Emily Dickinson wrote, “If I read a book and it makes my whole body so cold no fire can ever warm me, I know this is poetry. If I feel physically as if the top of my head has been taken off, I know that is poetry.” The confessional poets Sylvia Plath and Elizabeth Bishop come to mind. Their mental suffering produced poignant imagery, and their poems were masterful. Plath was writing several poems a day leading up to her sad end by suicide. We also lost Bishop to that. Can we say poetry is healing in that case? When I read their work and listen to them read their work on documentaries on You Tube, I feel the top of my head taken off. Their poetry illustrates the crying out of the soul. Maybe I can find healing in their words, even if their suffering was too great for them to bear. 
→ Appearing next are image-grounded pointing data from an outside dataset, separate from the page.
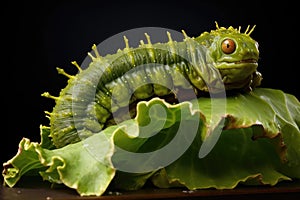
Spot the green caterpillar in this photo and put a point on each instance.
(116, 81)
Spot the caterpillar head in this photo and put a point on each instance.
(234, 53)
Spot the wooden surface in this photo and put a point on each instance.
(33, 189)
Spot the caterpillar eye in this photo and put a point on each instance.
(228, 46)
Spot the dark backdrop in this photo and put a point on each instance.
(39, 36)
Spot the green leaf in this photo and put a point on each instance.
(251, 138)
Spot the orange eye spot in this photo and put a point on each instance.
(228, 46)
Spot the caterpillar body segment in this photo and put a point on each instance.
(117, 81)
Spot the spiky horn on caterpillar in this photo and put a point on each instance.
(115, 81)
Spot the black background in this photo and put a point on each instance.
(40, 36)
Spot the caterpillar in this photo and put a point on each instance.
(117, 81)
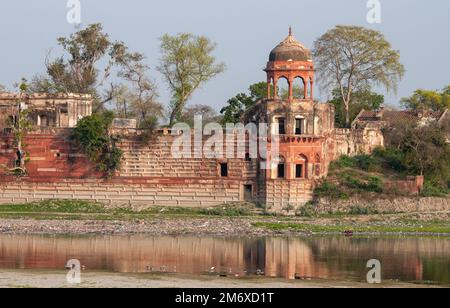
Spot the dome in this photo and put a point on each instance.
(290, 50)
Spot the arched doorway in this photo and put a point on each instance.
(301, 166)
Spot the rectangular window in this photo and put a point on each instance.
(281, 126)
(248, 193)
(224, 169)
(299, 171)
(281, 171)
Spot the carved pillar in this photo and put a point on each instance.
(291, 89)
(275, 85)
(305, 89)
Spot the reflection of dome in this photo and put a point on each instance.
(290, 50)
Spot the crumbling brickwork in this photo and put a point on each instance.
(151, 175)
(45, 110)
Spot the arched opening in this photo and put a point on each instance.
(279, 125)
(300, 126)
(279, 167)
(283, 87)
(298, 89)
(301, 167)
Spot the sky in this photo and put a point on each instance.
(245, 32)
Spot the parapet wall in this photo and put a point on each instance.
(121, 192)
(149, 175)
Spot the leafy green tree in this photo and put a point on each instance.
(297, 92)
(420, 150)
(237, 105)
(429, 100)
(208, 114)
(366, 100)
(93, 137)
(186, 64)
(87, 62)
(141, 99)
(21, 126)
(352, 59)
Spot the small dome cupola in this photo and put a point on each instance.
(291, 61)
(290, 49)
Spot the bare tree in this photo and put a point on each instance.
(353, 59)
(186, 64)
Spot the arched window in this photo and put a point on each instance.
(283, 87)
(300, 125)
(279, 125)
(298, 89)
(279, 171)
(301, 167)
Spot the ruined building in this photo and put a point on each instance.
(150, 175)
(59, 111)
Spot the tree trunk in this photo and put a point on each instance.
(347, 114)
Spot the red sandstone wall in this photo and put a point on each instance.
(150, 176)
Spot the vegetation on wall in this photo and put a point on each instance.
(93, 137)
(20, 126)
(236, 106)
(366, 100)
(353, 59)
(186, 64)
(428, 100)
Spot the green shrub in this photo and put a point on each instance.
(375, 184)
(433, 189)
(360, 210)
(366, 163)
(92, 136)
(329, 190)
(308, 210)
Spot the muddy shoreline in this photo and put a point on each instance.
(57, 279)
(219, 227)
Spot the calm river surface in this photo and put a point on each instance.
(410, 259)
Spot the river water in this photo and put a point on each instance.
(406, 259)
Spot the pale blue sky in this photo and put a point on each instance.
(245, 30)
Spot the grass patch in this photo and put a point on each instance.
(55, 206)
(73, 209)
(310, 228)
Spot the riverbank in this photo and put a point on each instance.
(57, 279)
(78, 218)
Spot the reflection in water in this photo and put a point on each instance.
(331, 258)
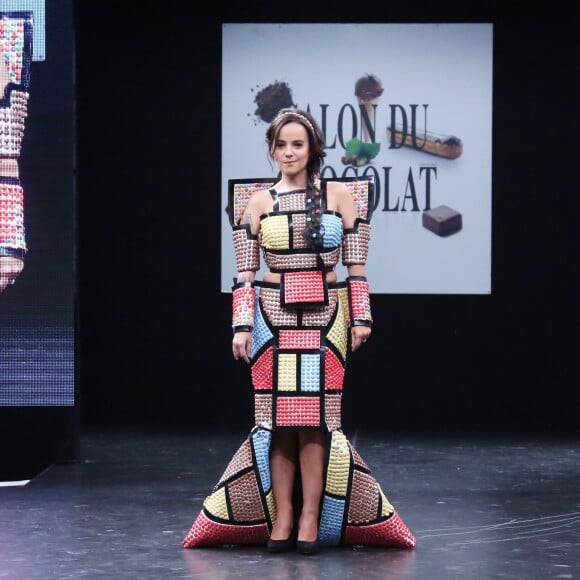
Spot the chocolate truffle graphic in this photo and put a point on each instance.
(367, 90)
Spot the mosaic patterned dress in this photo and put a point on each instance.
(300, 341)
(16, 57)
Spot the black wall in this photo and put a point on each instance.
(154, 328)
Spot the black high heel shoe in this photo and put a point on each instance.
(280, 546)
(307, 548)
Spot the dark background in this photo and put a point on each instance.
(154, 340)
(154, 327)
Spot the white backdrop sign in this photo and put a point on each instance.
(409, 104)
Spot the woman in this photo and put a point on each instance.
(294, 327)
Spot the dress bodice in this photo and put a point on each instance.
(282, 234)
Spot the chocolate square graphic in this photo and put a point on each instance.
(442, 220)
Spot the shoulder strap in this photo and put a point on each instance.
(239, 193)
(362, 189)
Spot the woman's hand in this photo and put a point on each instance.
(358, 336)
(10, 269)
(242, 345)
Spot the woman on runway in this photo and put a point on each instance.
(296, 328)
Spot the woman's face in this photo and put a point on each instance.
(291, 149)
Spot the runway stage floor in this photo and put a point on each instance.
(479, 508)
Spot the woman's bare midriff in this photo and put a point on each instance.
(274, 278)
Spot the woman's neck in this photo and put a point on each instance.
(290, 183)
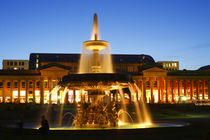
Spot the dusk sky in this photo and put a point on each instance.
(168, 30)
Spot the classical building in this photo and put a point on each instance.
(157, 84)
(15, 64)
(169, 65)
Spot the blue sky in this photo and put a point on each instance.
(168, 30)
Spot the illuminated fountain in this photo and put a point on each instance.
(97, 79)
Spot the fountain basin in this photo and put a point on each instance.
(95, 81)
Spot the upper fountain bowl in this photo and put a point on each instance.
(89, 81)
(95, 44)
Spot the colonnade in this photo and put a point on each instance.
(154, 90)
(168, 90)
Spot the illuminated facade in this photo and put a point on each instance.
(156, 84)
(15, 64)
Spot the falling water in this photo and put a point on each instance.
(60, 119)
(136, 103)
(145, 111)
(124, 115)
(54, 91)
(103, 55)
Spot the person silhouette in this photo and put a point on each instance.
(44, 126)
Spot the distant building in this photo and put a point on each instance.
(169, 65)
(158, 82)
(15, 64)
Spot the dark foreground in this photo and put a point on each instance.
(198, 128)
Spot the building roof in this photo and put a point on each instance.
(55, 65)
(19, 72)
(205, 68)
(60, 57)
(189, 73)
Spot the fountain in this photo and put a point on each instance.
(97, 78)
(109, 94)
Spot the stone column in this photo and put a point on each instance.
(203, 90)
(34, 91)
(151, 91)
(158, 85)
(144, 90)
(18, 91)
(50, 88)
(3, 90)
(162, 89)
(185, 85)
(178, 81)
(197, 88)
(166, 90)
(26, 86)
(74, 96)
(208, 89)
(191, 91)
(41, 91)
(172, 90)
(11, 90)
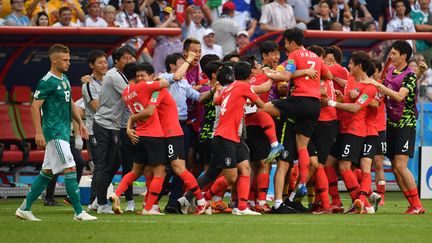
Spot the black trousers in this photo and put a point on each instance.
(79, 164)
(105, 159)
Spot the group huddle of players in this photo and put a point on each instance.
(312, 116)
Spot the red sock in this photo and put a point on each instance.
(322, 187)
(407, 196)
(333, 184)
(191, 184)
(155, 188)
(243, 185)
(358, 174)
(220, 185)
(293, 178)
(262, 187)
(350, 182)
(126, 181)
(366, 182)
(413, 193)
(149, 179)
(269, 127)
(253, 189)
(304, 162)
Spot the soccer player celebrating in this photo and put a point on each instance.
(149, 143)
(304, 103)
(230, 151)
(400, 87)
(53, 96)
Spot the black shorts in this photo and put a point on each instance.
(175, 148)
(382, 143)
(150, 151)
(257, 142)
(286, 136)
(323, 138)
(347, 147)
(400, 141)
(228, 153)
(370, 146)
(204, 152)
(305, 110)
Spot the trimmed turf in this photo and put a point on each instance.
(388, 225)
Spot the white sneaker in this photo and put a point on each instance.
(94, 206)
(184, 204)
(375, 199)
(84, 216)
(131, 206)
(151, 212)
(246, 211)
(105, 209)
(26, 215)
(115, 203)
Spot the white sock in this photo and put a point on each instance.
(278, 202)
(274, 145)
(216, 199)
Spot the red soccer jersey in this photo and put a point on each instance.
(136, 97)
(232, 101)
(328, 113)
(339, 72)
(168, 115)
(355, 123)
(258, 80)
(304, 59)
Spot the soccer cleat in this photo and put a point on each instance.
(115, 204)
(130, 206)
(84, 216)
(105, 209)
(358, 207)
(246, 211)
(375, 199)
(322, 210)
(200, 209)
(220, 207)
(262, 209)
(300, 192)
(184, 204)
(283, 209)
(274, 152)
(415, 210)
(151, 212)
(26, 215)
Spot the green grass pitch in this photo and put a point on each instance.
(388, 225)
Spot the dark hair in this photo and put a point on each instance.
(188, 42)
(206, 59)
(242, 70)
(362, 58)
(316, 49)
(225, 75)
(130, 70)
(228, 56)
(58, 48)
(95, 54)
(119, 52)
(64, 9)
(336, 51)
(295, 34)
(268, 46)
(403, 47)
(172, 59)
(146, 67)
(40, 14)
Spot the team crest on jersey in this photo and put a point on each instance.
(228, 161)
(363, 98)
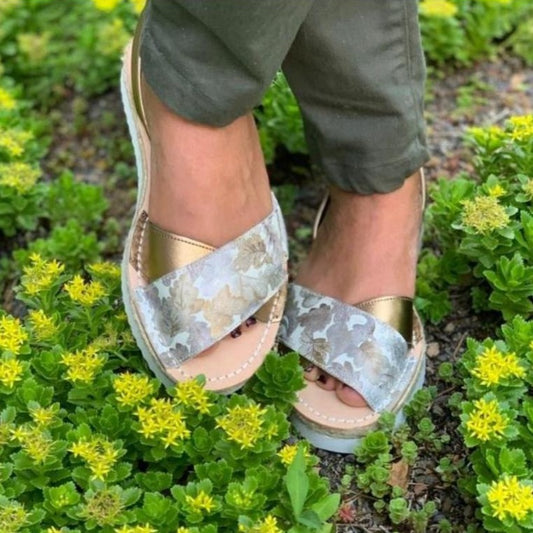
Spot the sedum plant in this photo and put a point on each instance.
(484, 229)
(89, 441)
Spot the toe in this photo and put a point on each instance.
(326, 382)
(311, 373)
(349, 396)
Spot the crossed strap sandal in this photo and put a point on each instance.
(193, 309)
(376, 347)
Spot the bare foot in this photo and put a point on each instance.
(366, 247)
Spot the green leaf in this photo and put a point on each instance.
(297, 483)
(327, 507)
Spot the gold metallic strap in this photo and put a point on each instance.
(156, 252)
(136, 72)
(396, 311)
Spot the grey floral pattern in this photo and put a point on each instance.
(350, 344)
(188, 310)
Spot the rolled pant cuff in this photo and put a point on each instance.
(382, 178)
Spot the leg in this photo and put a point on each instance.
(357, 70)
(207, 65)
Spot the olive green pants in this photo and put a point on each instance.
(355, 66)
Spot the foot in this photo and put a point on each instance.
(209, 184)
(366, 247)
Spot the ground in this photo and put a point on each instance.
(90, 138)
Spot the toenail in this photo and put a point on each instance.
(236, 333)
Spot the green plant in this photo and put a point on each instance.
(91, 441)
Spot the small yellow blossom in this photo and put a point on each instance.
(11, 371)
(496, 191)
(105, 5)
(138, 5)
(163, 420)
(40, 274)
(484, 214)
(42, 416)
(492, 366)
(6, 100)
(43, 327)
(12, 142)
(99, 453)
(486, 422)
(438, 8)
(35, 441)
(83, 365)
(191, 394)
(105, 269)
(521, 127)
(288, 453)
(85, 293)
(12, 334)
(509, 498)
(136, 529)
(200, 502)
(268, 525)
(13, 517)
(132, 389)
(243, 425)
(19, 176)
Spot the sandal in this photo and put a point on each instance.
(376, 347)
(186, 300)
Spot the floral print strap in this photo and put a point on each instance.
(188, 310)
(349, 344)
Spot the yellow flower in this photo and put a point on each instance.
(13, 517)
(35, 441)
(19, 176)
(136, 529)
(12, 334)
(288, 453)
(11, 371)
(243, 424)
(486, 422)
(83, 365)
(192, 394)
(138, 5)
(163, 420)
(6, 100)
(42, 416)
(105, 269)
(105, 5)
(12, 142)
(132, 389)
(484, 214)
(40, 275)
(496, 191)
(99, 453)
(521, 127)
(43, 327)
(200, 502)
(85, 293)
(510, 498)
(438, 8)
(492, 366)
(268, 525)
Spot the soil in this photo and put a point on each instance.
(487, 93)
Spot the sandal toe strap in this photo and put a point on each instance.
(349, 344)
(191, 308)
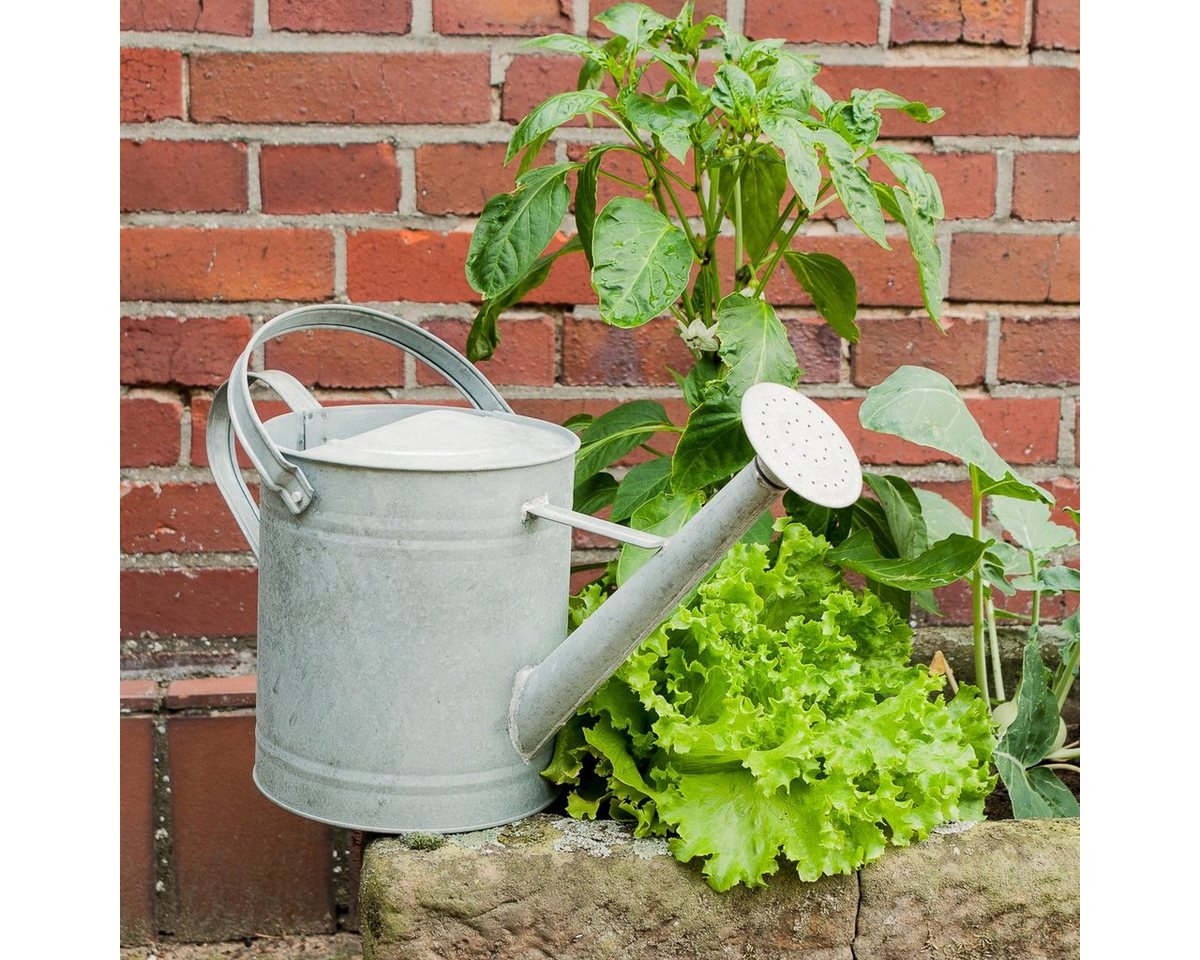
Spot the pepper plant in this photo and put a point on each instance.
(760, 148)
Anyone with feelings and emotions can write poetry if the desire is there. The human condition calls for words in poetry and music to comfort troubled souls. I turned to poetry writing as a young child to express my feelings. I felt intimidated by all the great poets I studied in school and felt incapable of writing good poems. This fear of failure created a block. I didn’t understand how to get in touch with that deep part of myself. I think teachers need to do more to help children express themselves with poetry. What we don’t heal internally will project out as anger and hurt others publicly (Jung). Writing poetry is meditative, a true practice of being present to oneself.